Le chef de l’ONU Antonio Guterres a estimé samedi, après avoir rencontré les nouveaux dirigeants libanais, que le pays pouvait espérer un avenir « plus prometteur » avec un cessez-le-feu qu’il a souhaité devenir permanent avec Israël.
« Après l’une des années les plus difficiles depuis des générations, le Liban est à l’aube d’un avenir plus prometteur », a déclaré le chef de l’ONU lors d’une conférence de presse au terme de sa visite.
L’ONU « va intensifier son soutien au rétablissement et à la reconstruction dans tout le Liban », a-t-il promis.
Le Liban s’est doté le 9 janvier d’un chef de l’Etat, Joseph Aoun, ce qui a mis fin à une crise politique de plus de deux ans, et le 13 janvier d’un nouveau Premier ministre, Nawaf Salam, qui doit former un gouvernement.
Antonio Guterres, qui s’est rendu auprès des Casques bleus déployés à la frontière avec Israël dans le sud du Liban, a estimé que « la cessation des hostilités est fragile, mais tient bon ».
L’accord stipule que l’armée libanaise doit se déployer aux côtés des Casques bleus dans le sud du Liban, d’où l’armée israélienne doit se retirer sur une période de 60 jours, soit jusqu’au 26 janvier.
« Il est maintenant essentiel de voir le retrait des forces de défense israéliennes du territoire libanais et le déploiement simultané des forces armées libanaises dans le sud du Liban dans le délai convenu », a-t-il souligné.

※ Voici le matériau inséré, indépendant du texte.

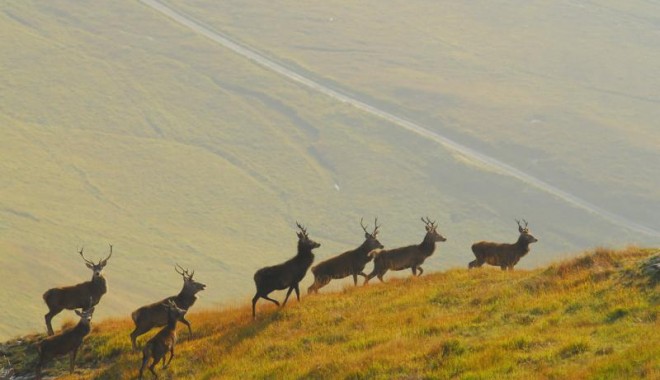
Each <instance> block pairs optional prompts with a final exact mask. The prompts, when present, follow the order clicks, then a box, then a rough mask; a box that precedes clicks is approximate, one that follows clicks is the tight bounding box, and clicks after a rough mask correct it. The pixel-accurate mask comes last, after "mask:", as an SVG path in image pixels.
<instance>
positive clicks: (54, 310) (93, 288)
mask: <svg viewBox="0 0 660 380" xmlns="http://www.w3.org/2000/svg"><path fill="white" fill-rule="evenodd" d="M78 253H79V254H80V256H81V257H82V258H83V260H85V265H87V268H89V269H91V270H92V272H94V273H93V274H92V279H91V280H90V281H86V282H83V283H80V284H77V285H73V286H65V287H61V288H53V289H49V290H47V291H46V292H45V293H44V295H43V298H44V301H45V302H46V305H47V306H48V313H46V315H45V316H44V318H45V319H46V327H47V328H48V335H53V326H52V325H51V320H52V319H53V317H54V316H56V315H57V314H59V313H60V312H61V311H62V310H64V309H68V310H73V309H81V308H84V307H87V306H88V302H89V299H90V297H91V298H92V305H91V306H94V305H96V304H98V303H99V301H100V300H101V297H102V296H103V295H104V294H105V293H106V292H107V291H108V287H107V285H106V283H105V278H104V277H103V275H102V274H101V272H102V271H103V268H104V267H105V266H106V264H108V260H109V259H110V257H111V256H112V244H110V254H109V255H108V257H106V258H105V259H103V260H99V262H98V264H94V262H93V261H91V260H87V259H86V258H85V256H84V255H83V249H82V248H81V249H80V251H78Z"/></svg>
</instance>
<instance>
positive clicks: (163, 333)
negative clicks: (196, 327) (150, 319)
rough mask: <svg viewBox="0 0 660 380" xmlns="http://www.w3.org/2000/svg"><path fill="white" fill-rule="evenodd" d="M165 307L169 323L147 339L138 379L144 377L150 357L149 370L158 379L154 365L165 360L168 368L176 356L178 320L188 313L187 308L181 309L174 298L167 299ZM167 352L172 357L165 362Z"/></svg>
mask: <svg viewBox="0 0 660 380" xmlns="http://www.w3.org/2000/svg"><path fill="white" fill-rule="evenodd" d="M163 308H165V310H166V312H167V325H165V327H163V328H162V329H161V330H160V331H159V332H158V333H157V334H156V335H154V336H153V338H151V339H149V341H147V344H145V345H144V349H143V350H142V366H141V367H140V375H139V376H138V379H142V373H143V372H144V367H146V366H147V363H148V362H149V359H153V361H152V362H151V365H150V366H149V371H151V373H153V375H154V377H155V378H156V379H157V378H158V375H156V371H154V367H155V366H156V365H157V364H158V362H160V361H161V360H162V361H163V369H164V368H167V366H168V365H170V362H171V361H172V358H173V357H174V345H175V344H176V322H177V321H179V320H181V318H183V316H184V315H185V314H186V310H184V309H181V308H179V307H177V306H176V303H174V301H172V300H167V302H166V303H163ZM167 352H169V353H170V359H169V360H168V361H167V363H165V358H166V356H167Z"/></svg>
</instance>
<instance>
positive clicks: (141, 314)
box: [36, 218, 537, 379]
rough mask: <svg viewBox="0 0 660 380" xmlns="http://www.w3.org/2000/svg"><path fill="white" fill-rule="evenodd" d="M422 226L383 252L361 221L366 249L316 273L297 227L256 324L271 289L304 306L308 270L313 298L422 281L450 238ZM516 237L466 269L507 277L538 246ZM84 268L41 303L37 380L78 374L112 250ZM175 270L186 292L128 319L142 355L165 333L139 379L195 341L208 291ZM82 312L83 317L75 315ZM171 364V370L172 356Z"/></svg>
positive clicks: (255, 279) (306, 247)
mask: <svg viewBox="0 0 660 380" xmlns="http://www.w3.org/2000/svg"><path fill="white" fill-rule="evenodd" d="M422 221H423V222H424V224H425V230H426V232H425V234H424V238H423V239H422V242H421V243H419V244H414V245H409V246H404V247H399V248H392V249H385V248H384V246H383V245H382V244H381V243H380V241H378V238H377V235H378V232H379V231H378V228H379V227H380V226H379V225H378V218H376V219H375V220H374V229H373V231H372V232H369V231H368V230H367V226H365V225H364V223H363V220H360V226H361V227H362V229H363V230H364V238H365V240H364V242H363V243H362V244H361V245H360V246H359V247H357V248H355V249H353V250H350V251H346V252H344V253H341V254H339V255H337V256H334V257H331V258H329V259H327V260H325V261H322V262H320V263H318V264H317V265H315V266H313V267H311V266H312V263H313V262H314V254H313V253H312V250H314V249H315V248H318V247H320V246H321V244H319V243H317V242H315V241H314V240H312V239H310V238H309V235H308V233H307V229H306V228H305V227H304V226H302V225H300V224H299V223H296V224H297V226H298V229H299V230H300V231H298V232H297V235H298V252H297V254H296V255H295V256H294V257H293V258H291V259H289V260H287V261H285V262H284V263H281V264H278V265H273V266H268V267H264V268H261V269H259V270H258V271H257V272H256V273H255V274H254V283H255V285H256V288H257V291H256V293H255V295H254V297H253V298H252V318H253V319H254V318H256V304H257V301H258V300H259V299H260V298H263V299H265V300H268V301H271V302H273V303H274V304H276V305H277V306H280V303H279V302H278V301H276V300H274V299H273V298H270V297H269V296H268V295H269V294H270V293H271V292H273V291H274V290H284V289H287V292H286V297H285V298H284V302H282V305H281V306H284V305H286V302H287V300H288V299H289V296H290V295H291V292H292V291H295V292H296V298H297V300H298V301H300V288H299V284H300V281H301V280H302V279H303V278H304V277H305V275H306V274H307V271H308V270H309V269H310V267H311V271H312V274H313V275H314V282H313V283H312V285H311V286H310V287H309V288H308V289H307V292H308V293H309V294H311V293H318V291H319V289H320V288H322V287H324V286H326V285H327V284H328V283H330V281H331V280H333V279H342V278H345V277H348V276H352V277H353V283H354V284H355V285H357V280H358V276H362V277H364V285H366V284H367V283H368V282H369V280H371V279H372V278H374V277H378V279H379V280H380V281H381V282H383V281H384V280H383V276H384V275H385V274H386V273H387V271H390V270H391V271H400V270H405V269H410V270H411V271H412V274H413V276H421V275H422V273H423V272H424V271H423V269H422V264H424V261H425V260H426V259H427V258H428V257H430V256H431V255H433V252H435V249H436V243H437V242H443V241H446V240H447V239H446V238H445V237H444V236H442V235H441V234H440V233H439V232H438V231H437V228H438V226H437V224H436V222H434V221H433V222H432V221H431V220H430V219H429V218H426V219H425V218H422ZM516 222H517V223H518V232H519V233H520V236H519V237H518V240H517V241H516V242H515V243H512V244H507V243H493V242H487V241H481V242H478V243H475V244H473V245H472V252H473V253H474V256H475V257H476V259H475V260H473V261H471V262H470V263H469V264H468V268H469V269H472V268H478V267H481V266H482V265H483V264H489V265H493V266H499V267H500V268H501V269H502V270H507V269H508V270H513V267H514V266H515V265H516V264H517V263H518V261H519V260H520V258H522V257H523V256H525V255H526V254H527V253H528V252H529V245H530V244H532V243H534V242H536V241H537V239H536V238H535V237H534V236H532V235H531V234H530V233H529V228H528V227H527V226H528V223H527V221H525V220H524V219H523V223H524V226H523V225H522V224H521V222H520V221H519V220H516ZM78 253H79V254H80V256H81V257H82V259H83V260H84V261H85V265H86V266H87V268H89V269H90V270H91V271H92V279H91V280H90V281H86V282H83V283H80V284H77V285H73V286H65V287H59V288H52V289H49V290H47V291H46V292H45V293H44V295H43V299H44V302H45V303H46V305H47V306H48V313H46V315H45V316H44V318H45V321H46V328H47V331H48V336H47V337H46V338H44V339H43V340H42V341H40V342H39V343H38V344H37V349H38V351H39V359H38V363H37V368H36V377H37V379H40V378H41V369H42V367H43V366H44V364H46V363H47V362H48V361H49V360H51V359H52V358H54V357H56V356H62V355H66V354H69V355H70V366H69V370H70V371H71V373H73V370H74V365H75V359H76V354H77V353H78V349H79V348H80V346H81V344H82V342H83V339H84V338H85V336H87V335H88V334H89V333H90V331H91V326H90V323H91V319H92V314H93V313H94V308H95V306H96V305H97V304H98V303H99V302H100V301H101V297H103V295H104V294H105V293H106V292H107V290H108V288H107V285H106V280H105V278H104V277H103V274H102V271H103V268H104V267H105V266H106V265H107V264H108V260H109V259H110V257H112V245H110V252H109V254H108V256H107V257H106V258H105V259H101V260H99V261H98V263H94V262H93V261H91V260H88V259H87V258H85V256H84V255H83V249H81V250H80V251H79V252H78ZM372 260H373V262H374V266H373V270H372V271H371V273H369V274H368V275H367V274H366V273H365V272H364V268H365V267H366V265H367V264H368V263H369V262H370V261H372ZM175 271H176V272H177V273H178V274H179V275H181V276H182V278H183V287H182V288H181V291H180V292H179V293H178V294H177V295H174V296H171V297H167V298H165V299H162V300H160V301H158V302H154V303H152V304H149V305H146V306H142V307H140V308H139V309H137V310H135V311H134V312H133V313H132V314H131V318H132V320H133V323H134V324H135V329H134V330H133V331H132V332H131V334H130V338H131V343H132V346H133V350H137V347H138V346H137V342H136V340H137V338H138V337H139V336H140V335H142V334H145V333H147V332H148V331H150V330H151V329H153V328H155V327H162V328H161V329H160V331H158V333H156V335H154V336H153V337H152V338H151V339H149V340H148V341H147V342H146V343H145V344H144V347H143V348H142V362H141V366H140V372H139V377H138V378H140V379H141V378H142V374H143V372H144V369H145V367H146V366H147V364H149V361H151V364H150V365H149V371H150V372H151V373H152V374H153V375H154V377H155V378H158V375H157V374H156V372H155V371H154V367H155V366H156V365H157V364H158V363H159V362H161V361H162V363H163V368H166V367H167V366H168V365H169V364H170V362H171V361H172V358H173V357H174V346H175V344H176V340H177V335H176V324H177V322H181V323H183V324H185V325H186V326H187V327H188V333H189V334H190V337H191V338H192V336H193V335H192V328H191V326H190V322H188V320H186V318H185V315H186V312H187V311H188V310H189V309H190V307H191V306H192V305H193V304H194V303H195V301H196V300H197V296H196V294H197V293H198V292H200V291H202V290H204V289H205V288H206V285H204V284H202V283H200V282H197V281H195V280H193V275H194V274H195V271H192V272H189V271H188V270H187V269H184V268H183V267H181V266H179V265H178V264H176V266H175ZM64 309H67V310H74V311H75V313H76V314H77V315H78V316H79V317H80V320H79V322H78V323H77V324H76V325H75V326H74V327H71V328H67V329H64V330H63V331H61V332H59V333H57V334H55V333H54V331H53V328H52V325H51V321H52V319H53V317H55V316H56V315H57V314H59V313H60V312H61V311H62V310H64ZM78 309H80V311H79V310H78ZM168 352H169V354H170V357H169V360H167V363H166V360H165V359H166V357H167V353H168Z"/></svg>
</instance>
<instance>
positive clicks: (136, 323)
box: [131, 309, 140, 324]
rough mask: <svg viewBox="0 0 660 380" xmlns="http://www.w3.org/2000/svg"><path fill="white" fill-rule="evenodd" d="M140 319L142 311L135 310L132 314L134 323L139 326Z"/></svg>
mask: <svg viewBox="0 0 660 380" xmlns="http://www.w3.org/2000/svg"><path fill="white" fill-rule="evenodd" d="M139 317H140V309H137V310H135V311H134V312H132V313H131V318H132V319H133V322H134V323H135V324H137V320H138V318H139Z"/></svg>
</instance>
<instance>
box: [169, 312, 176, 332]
mask: <svg viewBox="0 0 660 380" xmlns="http://www.w3.org/2000/svg"><path fill="white" fill-rule="evenodd" d="M178 321H179V319H178V318H177V317H176V316H175V315H172V314H168V315H167V329H168V330H170V331H174V330H176V323H177V322H178Z"/></svg>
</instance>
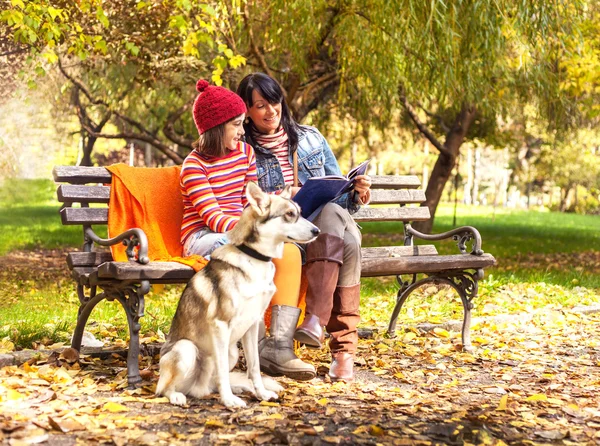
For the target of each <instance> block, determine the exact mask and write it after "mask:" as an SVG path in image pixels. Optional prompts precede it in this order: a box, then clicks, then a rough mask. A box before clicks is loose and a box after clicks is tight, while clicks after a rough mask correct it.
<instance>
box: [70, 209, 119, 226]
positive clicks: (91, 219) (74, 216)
mask: <svg viewBox="0 0 600 446" xmlns="http://www.w3.org/2000/svg"><path fill="white" fill-rule="evenodd" d="M60 217H61V219H62V223H63V225H82V224H90V225H101V224H104V225H105V224H106V223H108V209H107V208H64V209H61V210H60Z"/></svg>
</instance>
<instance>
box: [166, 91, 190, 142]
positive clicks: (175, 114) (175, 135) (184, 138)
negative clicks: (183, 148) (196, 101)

Guterres a souligné que les Casques bleus avaient découvert « plus de 100 caches d’armes et de munitions » dans le sud depuis l’entrée en vigueur du cessez-le-feu.
Lors de son entretien avec Guterres, le nouveau président Joseph Aoun a réclamé samedi le retrait de l’armée israélienne « dans les délais fixés » par l’accord.
Aoun a dénoncé « la poursuite des violations israéliennes terrestres et aériennes », déplorant notamment « le dynamitage des maisons et la destruction des villages frontaliers qui vont à l’encontre de l’accord ».